I don't know what the feelings of your wife are about all that, but let her decide what means she wants to use to be remembered (not us basement dwellers). Even if it is none, it will be the best way.
Hi, I'm french-speaking and I regret it because I won't be able to express how much I am deeply sorry for you and your family. I will try to help by telling my own experience (don't take the time to feel sorry for me, you have better to do than that, be pragmatic and use it :-) ).
My mother died last year and, unlike in your situation, it was unexpected. This is how it happened: I had normally to have dinner with my parents that day, nothing special because I went there almost every week. On that morning, my father calls earlier that I should hurry because my mother had been hospitalized overnight. He's a physician and so, when he told me by the tone of his voice I almost already know that it was serious (deadly).
So I take my car and rush to my sister's house where we were supposed to meet and go from there to the hospital. So we left for the hospital and on the road we had a phone call from the hospital stating that we should hurry. And so did I (I can assure you that, while I drived responsibly trying not to be a danger, I was speeding...)
We arrived at the urgency service, noone to great us or give instructions. Since my father knew the location well, we went ahead and entered the room where my mother was. And the nurse was in fact, shutting down the screen with the vital signs. She shouted at us that we had no rights to be there (I don't blame her at all). We, of course, were destroyed...
So it is... Afterwards, I learned that my sister had the chance to speak to her the day before still in the hospital My father also had the chance since he did accompany her in to the hospital that night.
Now, more in touch with your situation, here are my thoughts and like many others, I agree : don't try to tape everything. And I would maybe agree with the most extreme, don't tape anything. I have tons of pictures of my mother (none of them I took, my mother and I had this in common: we never liked being photographed). All those pictures, one year afterwards, I still can't look at them... I just can't. Instead, it maybe be cliché, but I would die to still have the chance to speak a last time with my mother. My sister had the chance and she recovered better (I hope). It is not possible for me, no video will ever give me that back.

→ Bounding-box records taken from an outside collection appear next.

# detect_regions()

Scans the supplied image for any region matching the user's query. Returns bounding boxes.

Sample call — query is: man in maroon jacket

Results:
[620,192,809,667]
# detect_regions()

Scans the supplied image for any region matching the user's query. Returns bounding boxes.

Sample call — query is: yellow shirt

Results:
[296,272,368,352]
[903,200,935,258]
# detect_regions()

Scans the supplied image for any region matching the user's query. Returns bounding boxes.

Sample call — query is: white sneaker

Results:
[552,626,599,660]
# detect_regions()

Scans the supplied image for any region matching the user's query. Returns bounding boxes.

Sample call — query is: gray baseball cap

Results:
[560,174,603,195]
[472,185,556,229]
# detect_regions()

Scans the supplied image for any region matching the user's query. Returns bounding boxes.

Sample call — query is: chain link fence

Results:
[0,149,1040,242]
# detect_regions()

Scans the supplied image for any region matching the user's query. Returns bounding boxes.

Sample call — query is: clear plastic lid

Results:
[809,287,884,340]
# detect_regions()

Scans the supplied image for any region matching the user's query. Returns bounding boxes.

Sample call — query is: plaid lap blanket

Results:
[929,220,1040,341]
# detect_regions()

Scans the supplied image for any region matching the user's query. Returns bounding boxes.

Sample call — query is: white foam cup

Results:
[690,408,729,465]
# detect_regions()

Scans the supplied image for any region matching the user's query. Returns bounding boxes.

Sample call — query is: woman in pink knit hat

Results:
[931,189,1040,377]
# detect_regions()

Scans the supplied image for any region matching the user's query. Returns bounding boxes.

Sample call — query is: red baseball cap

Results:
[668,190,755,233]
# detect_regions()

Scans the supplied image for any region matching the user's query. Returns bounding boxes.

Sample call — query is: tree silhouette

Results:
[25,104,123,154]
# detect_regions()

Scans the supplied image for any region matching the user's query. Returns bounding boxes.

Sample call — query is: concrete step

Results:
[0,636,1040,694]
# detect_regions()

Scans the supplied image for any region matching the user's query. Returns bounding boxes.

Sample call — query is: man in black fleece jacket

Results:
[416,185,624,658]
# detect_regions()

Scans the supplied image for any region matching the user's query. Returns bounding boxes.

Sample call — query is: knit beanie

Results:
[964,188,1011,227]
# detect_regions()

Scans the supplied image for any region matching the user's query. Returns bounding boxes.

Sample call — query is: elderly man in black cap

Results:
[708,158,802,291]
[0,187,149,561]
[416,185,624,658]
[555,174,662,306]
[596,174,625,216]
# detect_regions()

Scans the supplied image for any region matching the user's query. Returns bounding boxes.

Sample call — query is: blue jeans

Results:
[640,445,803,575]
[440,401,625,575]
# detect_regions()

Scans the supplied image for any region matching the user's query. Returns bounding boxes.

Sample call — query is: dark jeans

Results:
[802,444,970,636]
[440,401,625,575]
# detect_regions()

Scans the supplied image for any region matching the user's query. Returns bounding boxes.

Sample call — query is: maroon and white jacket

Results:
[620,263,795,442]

And I feel there is a second risk. Let's imagine that one of your daughter is more or less like me and that she just can't take looking at the pictures because it is too hard. Maybe she will be feeling guilty not looking at the material you have collected. Worse, if this is your manner to express your care, your manner to live your grief, consciously or inconsciously maybe that will lead you to think this/that daughter didn't like her or not enough. So, maybe, your manner to remember your wife will become a prison (jail) for your daughters. Please, don't do that. Death is a traumatic enough experience already. You can't prepare against it: you will suffer :-(
Live as normally as possible and try to ensure that your daughters enjoy the presence of their mother as often as possible. Don't go too soon into grief, there will be plenty of time for that. Take pictures if fou really feel like it, but don't force it.
I don't know what the feelings of your wife are about all that, but let her decide what means she wants to use to be remembered (not us basement dwellers). Even if it is none, it will be the best way.